Rosa Parks: Humanity at Its Best

By: Marc H. Morial
President
National Urban League

It may be difficult for many people under 50 today to fully grasp the courage Rosa Parks displayed 50 years ago while sitting on a Montgomery, Alabama public bus.

After all, one might think, all she did was say no.

In fact, Rosa Parks, who died October 24 at age 92 in her adopted hometown of Detroit, did far more.

For, as she well understood and her tormenters immediately realized, her refusal to give up her seat in the middle of a bus to a white male rider and move to the "colored section" at the back was an unacceptable transgression of the South's established, pervasive order of racial segregation—if you're black, get back: one that could be punished by any force, including murder.

Remember, earlier that same year of 1955 a fourteen-year-old black Chicagoan, Emmett Louis Till, visiting relatives in a small Mississippi town, had been brutally kidnapped, tortured, and murdered for having wolf-whistled at a white woman—and his killers had brazenly been acquitted by an all-white jury.

So, when Rosa Parks said no, and the city police were called to arrest her, she had, literally, put her life at risk.

But she had done something else, too. She had lit the match—the resulting 381-day Montgomery Bus Boycott—to the nonviolent mass-action movement for racial justice that was to transform America.
In the 1940s Americans had gone abroad to fight a war to make the world safe for democracy. Rosa Parks' act—her "individual expression of a timeless longing for human dignity and freedom," in Martin Luther King Jr.'s words—signaled that now the war for democracy would be waged at home in the most dramatic way possible.

It is, of course, an exaggeration to say that Rosa Parks alone, or even largely, "made" the Civil Rights Movement of the 1950s and 1960s.
She was not the "mother" of the Movement. As she herself constantly pointed out, many, many blacks (and some whites) in Montgomery and elsewhere throughout the country had been working diligently for years awaiting the "right moment."

Some, like Thurgood Marshall and the "Brain Trust" of the NAACP Legal Defense Fund, worked in the legal sphere, challenging the network of laws supporting segregation. Others, including activists in Montgomery, had been preparing to challenge the public superstructure of racism on public transportation, in parks, beaches, swimming pools, and at the polls.

Rosa Parks was part of that network of civil rights activists in Montgomery. Indeed, she and her husband, Raymond, had been involved in civil rights work since the 1930s, and she herself was secretary of the Montgomery chapter of the NAACP.

So, in that sense, she was as good a "representative" of the will of African Americans to grasp their full American citizenship as can be found in the twentieth century or any other.

Nonetheless, as she told the story in later years, she had not been looking that day, December 1, 1955, to jump-start the Movement in Montgomery all by herself.
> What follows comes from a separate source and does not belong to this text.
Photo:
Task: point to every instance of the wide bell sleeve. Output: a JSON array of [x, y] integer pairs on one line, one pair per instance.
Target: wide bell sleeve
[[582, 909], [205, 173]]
She simply wanted to get home from her job as a seamstress at a department store to prepare for a full evening of civic work.

But when the bus driver demanded her seat, Rosa Parks made her stand.

As she explained in her 1992 autobiography, My Story. "I was not tired physically, or no more tired than I usually was at the end of a working day. I was not old, although some people have an image of me being old then. I was forty-two. No, the only tired I was, was tired of giving in."

Parks was bailed out the very night of her arrest—while the leadership of the local NAACP and the black Women's Political Council were leafleting the black community with calls for a bus boycott, and prevailing upon a young minister, newly arrived in town, named Martin Luther King, Jr. to take the presidency of the new effort.

A year later, the U.S. Supreme Court invalidated Alabama's racist public transit statutes.

The struggle took a bitter economic toll on the Parks' and the ever-present threat of violence forced them to move from the South. America itself is indebted to U.S. Representative John Conyers, Democrat of Michigan, for his steadfast support of the Parks (Mr. Parks died in 1977) for the last four decades.

According to Rosa Parks' obituary in the New York Times, she would recount with amusement that in later years children often wanted to "know if I was alive during slavery times. They would equate me along with Harriet Tubman and Sojourner Truth and ask if I knew them."

Chronologically speaking, the children were wrong, of course.

But I'd say that in connecting Rosa Parks to those two legendary freedom fighters of an earlier time, the children got an important facet of their American history exactly right.